His two-day trip to Armenia, which begins later on Monday, comes just six months after the Armenian and Azerbaijani leaders signed an agreement at the White House seen as the first step towards peace after nearly 40 years of war.

Vance, the first US vice president to visit Armenia, is seeking to advance the Trump Route for International Peace and Prosperity (TRIPP), a proposed 43-kilometre (27-mile) corridor that would run across southern Armenia and give Azerbaijan a direct route to its exclave ‌of Nakhchivan ‌and in turn to Türkiye, Baku's close ally.

"Vance's visit should ‌serve ⁠to reaffirm the ‌US's commitment to seeing the Trump Route through," said Joshua Kucera, a senior South Caucasus analyst at Crisis Group.

"In a region like the Caucasus, even a small amount of attention from the US can make a significant impact."

The Armenian government said on Monday that Vance would hold talks with Prime Minister Nikol Pashinyan and that both men would then make statements, without elaborating.

Vance will then visit Azerbaijan on Wednesday and Thursday, the White House has said.

Under the agreement signed last year, ⁠a private US firm, the TRIPP Development Company, has been granted exclusive rights to develop the proposed corridor, with Yerevan ‌retaining full sovereignty over its borders, customs, taxation and security.

The ‍route would better connect Asia to Europe ‍while - crucially for Washington - bypassing Russia and Iran at a time when Western countries are ‍keen on diversifying energy and trade routes away from Russia due to its war in Ukraine.
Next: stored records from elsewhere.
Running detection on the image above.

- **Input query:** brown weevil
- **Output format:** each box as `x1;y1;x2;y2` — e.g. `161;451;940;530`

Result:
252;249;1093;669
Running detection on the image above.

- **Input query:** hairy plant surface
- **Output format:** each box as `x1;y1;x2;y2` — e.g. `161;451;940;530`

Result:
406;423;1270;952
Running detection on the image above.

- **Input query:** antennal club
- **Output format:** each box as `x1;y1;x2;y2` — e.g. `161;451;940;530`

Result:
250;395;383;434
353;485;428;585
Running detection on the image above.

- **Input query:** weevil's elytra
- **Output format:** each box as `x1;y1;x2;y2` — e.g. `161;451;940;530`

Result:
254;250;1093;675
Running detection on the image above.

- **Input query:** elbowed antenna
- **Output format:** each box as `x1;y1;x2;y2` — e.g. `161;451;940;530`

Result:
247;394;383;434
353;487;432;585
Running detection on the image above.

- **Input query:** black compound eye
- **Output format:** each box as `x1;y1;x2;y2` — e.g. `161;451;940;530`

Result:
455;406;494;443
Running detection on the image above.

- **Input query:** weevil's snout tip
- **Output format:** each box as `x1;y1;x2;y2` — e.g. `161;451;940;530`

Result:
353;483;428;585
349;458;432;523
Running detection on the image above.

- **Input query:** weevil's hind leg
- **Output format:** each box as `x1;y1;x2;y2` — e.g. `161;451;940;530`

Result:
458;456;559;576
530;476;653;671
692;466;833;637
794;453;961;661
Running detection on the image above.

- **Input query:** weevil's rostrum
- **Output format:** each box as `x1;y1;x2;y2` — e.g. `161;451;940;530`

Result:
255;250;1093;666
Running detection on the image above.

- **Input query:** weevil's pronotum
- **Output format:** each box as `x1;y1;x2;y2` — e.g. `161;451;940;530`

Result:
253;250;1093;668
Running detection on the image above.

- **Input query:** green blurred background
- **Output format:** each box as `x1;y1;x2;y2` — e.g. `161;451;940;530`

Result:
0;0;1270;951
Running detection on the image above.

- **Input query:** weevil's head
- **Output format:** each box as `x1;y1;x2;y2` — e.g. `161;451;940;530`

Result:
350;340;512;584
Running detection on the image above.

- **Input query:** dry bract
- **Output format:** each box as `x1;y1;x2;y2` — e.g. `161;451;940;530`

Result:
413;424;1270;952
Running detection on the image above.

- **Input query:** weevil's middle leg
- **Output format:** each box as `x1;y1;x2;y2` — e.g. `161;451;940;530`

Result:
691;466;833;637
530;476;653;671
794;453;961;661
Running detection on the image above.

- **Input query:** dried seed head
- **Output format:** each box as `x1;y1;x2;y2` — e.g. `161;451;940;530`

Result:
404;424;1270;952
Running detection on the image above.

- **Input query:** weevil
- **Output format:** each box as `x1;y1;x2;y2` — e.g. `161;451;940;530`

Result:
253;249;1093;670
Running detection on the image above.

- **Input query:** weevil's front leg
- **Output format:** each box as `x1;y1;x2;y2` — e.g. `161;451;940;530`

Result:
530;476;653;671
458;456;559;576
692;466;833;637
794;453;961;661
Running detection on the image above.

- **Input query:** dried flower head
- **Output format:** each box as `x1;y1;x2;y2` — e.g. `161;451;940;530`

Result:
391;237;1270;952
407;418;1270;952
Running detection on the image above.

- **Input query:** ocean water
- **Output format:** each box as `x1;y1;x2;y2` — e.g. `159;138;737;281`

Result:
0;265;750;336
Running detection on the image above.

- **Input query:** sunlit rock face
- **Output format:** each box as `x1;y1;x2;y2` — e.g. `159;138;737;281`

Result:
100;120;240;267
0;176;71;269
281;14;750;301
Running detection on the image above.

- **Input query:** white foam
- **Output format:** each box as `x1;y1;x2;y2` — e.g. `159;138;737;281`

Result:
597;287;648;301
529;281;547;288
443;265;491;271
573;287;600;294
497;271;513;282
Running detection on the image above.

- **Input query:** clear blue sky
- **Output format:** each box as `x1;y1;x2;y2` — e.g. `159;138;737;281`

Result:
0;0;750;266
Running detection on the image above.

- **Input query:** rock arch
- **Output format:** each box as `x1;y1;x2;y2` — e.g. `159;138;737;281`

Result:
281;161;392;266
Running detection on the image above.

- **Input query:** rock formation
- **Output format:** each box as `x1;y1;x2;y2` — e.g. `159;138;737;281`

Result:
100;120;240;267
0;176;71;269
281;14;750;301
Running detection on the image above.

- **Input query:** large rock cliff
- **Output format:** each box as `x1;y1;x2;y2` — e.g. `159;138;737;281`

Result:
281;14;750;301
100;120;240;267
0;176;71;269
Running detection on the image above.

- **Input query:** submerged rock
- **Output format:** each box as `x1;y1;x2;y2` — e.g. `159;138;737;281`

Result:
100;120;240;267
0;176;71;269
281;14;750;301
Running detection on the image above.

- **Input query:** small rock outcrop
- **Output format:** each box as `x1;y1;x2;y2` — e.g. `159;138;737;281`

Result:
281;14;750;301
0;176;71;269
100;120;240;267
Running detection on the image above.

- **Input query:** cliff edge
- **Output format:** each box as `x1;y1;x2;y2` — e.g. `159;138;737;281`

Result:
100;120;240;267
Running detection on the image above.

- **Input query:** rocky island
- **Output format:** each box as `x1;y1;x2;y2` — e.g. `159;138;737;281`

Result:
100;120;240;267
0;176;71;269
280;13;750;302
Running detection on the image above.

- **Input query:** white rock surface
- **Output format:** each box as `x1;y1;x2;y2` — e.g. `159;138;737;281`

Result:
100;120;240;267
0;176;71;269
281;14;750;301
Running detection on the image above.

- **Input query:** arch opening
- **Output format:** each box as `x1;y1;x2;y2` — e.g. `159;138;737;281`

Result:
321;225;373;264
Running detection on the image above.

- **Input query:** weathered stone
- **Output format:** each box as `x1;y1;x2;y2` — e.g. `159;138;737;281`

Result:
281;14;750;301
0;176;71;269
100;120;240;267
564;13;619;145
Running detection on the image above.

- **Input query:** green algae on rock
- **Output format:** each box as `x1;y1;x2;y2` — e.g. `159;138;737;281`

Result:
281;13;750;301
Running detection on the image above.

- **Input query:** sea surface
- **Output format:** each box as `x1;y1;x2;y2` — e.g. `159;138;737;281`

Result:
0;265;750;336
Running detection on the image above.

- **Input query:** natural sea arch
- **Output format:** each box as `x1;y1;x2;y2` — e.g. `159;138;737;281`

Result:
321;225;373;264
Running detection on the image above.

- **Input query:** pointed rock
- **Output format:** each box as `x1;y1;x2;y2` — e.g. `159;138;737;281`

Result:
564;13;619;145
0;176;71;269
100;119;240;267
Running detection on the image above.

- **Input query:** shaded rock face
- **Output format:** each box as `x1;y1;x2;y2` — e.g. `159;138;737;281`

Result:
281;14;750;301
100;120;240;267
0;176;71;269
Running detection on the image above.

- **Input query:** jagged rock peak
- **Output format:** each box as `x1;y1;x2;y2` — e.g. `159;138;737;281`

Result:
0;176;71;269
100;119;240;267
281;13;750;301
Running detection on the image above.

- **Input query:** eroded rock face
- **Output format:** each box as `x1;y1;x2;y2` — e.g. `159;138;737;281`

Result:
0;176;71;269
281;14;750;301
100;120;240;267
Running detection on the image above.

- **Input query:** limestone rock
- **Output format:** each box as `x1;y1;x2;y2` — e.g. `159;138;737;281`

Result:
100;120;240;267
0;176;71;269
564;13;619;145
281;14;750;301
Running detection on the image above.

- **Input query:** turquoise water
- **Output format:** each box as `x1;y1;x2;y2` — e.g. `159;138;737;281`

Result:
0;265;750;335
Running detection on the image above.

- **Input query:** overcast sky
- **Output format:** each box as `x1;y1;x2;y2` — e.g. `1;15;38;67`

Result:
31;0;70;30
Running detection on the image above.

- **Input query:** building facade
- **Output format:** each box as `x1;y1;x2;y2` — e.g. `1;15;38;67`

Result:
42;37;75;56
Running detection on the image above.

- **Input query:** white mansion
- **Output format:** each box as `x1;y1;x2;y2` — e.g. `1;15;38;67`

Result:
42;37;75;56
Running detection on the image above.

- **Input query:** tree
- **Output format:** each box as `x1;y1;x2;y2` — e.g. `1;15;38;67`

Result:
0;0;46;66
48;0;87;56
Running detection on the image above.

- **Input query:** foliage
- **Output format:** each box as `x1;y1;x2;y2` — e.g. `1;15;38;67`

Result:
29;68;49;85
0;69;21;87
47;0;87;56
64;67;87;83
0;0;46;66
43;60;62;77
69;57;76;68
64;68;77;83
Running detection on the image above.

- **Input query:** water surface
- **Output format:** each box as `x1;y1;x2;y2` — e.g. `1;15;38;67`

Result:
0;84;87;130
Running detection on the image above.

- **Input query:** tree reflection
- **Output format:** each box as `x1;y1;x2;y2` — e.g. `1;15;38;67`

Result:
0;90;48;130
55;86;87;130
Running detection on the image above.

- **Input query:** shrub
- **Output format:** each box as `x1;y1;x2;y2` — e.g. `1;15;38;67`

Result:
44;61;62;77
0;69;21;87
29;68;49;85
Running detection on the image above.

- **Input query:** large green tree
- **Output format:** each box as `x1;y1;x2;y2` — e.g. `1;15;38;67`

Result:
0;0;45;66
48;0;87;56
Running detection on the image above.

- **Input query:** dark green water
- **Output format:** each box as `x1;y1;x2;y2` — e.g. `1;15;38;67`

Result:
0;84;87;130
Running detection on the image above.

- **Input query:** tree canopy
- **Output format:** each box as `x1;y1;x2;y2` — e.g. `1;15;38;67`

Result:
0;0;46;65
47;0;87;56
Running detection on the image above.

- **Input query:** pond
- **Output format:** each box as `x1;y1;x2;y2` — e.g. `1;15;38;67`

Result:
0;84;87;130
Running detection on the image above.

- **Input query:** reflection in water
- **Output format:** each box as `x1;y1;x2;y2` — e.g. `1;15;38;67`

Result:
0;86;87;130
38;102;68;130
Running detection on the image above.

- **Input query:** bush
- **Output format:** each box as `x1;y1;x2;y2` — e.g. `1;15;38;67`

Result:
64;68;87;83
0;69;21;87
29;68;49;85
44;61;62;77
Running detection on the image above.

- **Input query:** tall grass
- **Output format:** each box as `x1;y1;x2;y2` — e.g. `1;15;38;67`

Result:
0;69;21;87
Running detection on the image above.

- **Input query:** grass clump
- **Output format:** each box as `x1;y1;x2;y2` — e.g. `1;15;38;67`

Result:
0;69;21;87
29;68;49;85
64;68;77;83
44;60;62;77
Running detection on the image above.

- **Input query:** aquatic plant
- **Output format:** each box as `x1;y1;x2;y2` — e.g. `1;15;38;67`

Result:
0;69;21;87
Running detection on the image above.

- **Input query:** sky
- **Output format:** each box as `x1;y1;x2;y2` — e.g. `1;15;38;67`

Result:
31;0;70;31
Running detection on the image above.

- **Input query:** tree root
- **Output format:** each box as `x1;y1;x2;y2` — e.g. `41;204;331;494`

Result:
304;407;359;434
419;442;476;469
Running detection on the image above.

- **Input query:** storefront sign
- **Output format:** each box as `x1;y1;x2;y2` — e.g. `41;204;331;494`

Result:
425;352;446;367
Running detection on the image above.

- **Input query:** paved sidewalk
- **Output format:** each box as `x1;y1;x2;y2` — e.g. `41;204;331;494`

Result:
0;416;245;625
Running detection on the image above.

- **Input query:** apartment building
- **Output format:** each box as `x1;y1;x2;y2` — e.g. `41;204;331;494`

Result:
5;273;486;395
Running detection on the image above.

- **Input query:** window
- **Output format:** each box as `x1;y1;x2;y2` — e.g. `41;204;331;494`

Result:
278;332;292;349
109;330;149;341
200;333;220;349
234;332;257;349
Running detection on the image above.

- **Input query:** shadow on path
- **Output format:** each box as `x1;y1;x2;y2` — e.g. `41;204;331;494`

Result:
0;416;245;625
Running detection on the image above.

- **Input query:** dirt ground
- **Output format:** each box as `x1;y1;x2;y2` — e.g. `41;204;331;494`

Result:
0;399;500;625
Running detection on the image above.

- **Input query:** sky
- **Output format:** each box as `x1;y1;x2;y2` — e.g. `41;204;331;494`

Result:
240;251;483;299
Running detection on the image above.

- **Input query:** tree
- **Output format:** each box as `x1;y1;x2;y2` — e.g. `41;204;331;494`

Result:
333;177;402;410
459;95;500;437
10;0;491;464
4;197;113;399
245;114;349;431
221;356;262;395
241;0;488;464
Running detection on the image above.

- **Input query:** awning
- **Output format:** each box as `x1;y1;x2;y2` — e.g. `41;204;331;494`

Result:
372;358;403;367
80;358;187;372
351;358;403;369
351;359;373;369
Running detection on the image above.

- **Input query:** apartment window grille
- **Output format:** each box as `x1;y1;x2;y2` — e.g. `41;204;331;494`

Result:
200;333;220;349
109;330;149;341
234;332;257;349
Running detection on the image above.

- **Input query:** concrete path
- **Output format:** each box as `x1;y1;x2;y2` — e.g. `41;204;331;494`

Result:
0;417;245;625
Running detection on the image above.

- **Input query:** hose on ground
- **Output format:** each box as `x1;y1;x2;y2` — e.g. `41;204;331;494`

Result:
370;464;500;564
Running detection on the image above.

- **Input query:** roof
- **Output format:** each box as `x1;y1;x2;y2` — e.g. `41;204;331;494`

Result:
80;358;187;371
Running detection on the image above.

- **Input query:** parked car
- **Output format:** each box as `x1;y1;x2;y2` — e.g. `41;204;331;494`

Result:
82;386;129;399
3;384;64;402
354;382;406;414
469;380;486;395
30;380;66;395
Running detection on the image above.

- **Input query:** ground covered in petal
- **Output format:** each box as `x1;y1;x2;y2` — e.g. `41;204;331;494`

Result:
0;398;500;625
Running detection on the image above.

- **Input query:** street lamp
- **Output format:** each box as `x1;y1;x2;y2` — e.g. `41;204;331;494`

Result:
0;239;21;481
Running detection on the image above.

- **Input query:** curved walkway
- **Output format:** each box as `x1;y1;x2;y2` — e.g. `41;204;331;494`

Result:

Russia has traditionally viewed the South Caucasus as part of its sphere of influence but has seen its clout there diminish as it is distracted by the war in Ukraine.

Securing US access to supplies of critical minerals is also likely to be a key focus of Vance's visit.

TRIPP could prove a key transit corridor for the vast mineral wealth of ⁠Central Asia - including uranium, copper, gold and rare earths - to Western markets.

CLOSED BORDERS, BITTER RIVALS

In Soviet times the South Caucasus was criss-crossed by railways and oil pipelines until a series of wars beginning in the 1980s disrupted energy routes and shuttered the border between Armenia and Türkiye, Azerbaijan's key regional ally.

Armenia and Azerbaijan were locked in bitter conflict for nearly four decades, primarily over the mountainous region of Nagorno-Karabakh, an internationally recognized part of Azerbaijan that broke away from Baku's control as the Soviet Union fell apart in 1991.

Azerbaijan and Armenia fought two wars over Karabakh before Baku finally took it back in 2023. Karabakh's entire ethnic Armenian population of around 100,000 people fled to Armenia. The two neighbors have made progress in recent months on normalizing relations, including restarting ‌some energy shipments.

But major hurdles remain to full and lasting peace, including a demand by Azerbaijan that Armenia change its constitution to remove what Baku says contains implicit claims on Azerbaijani territory.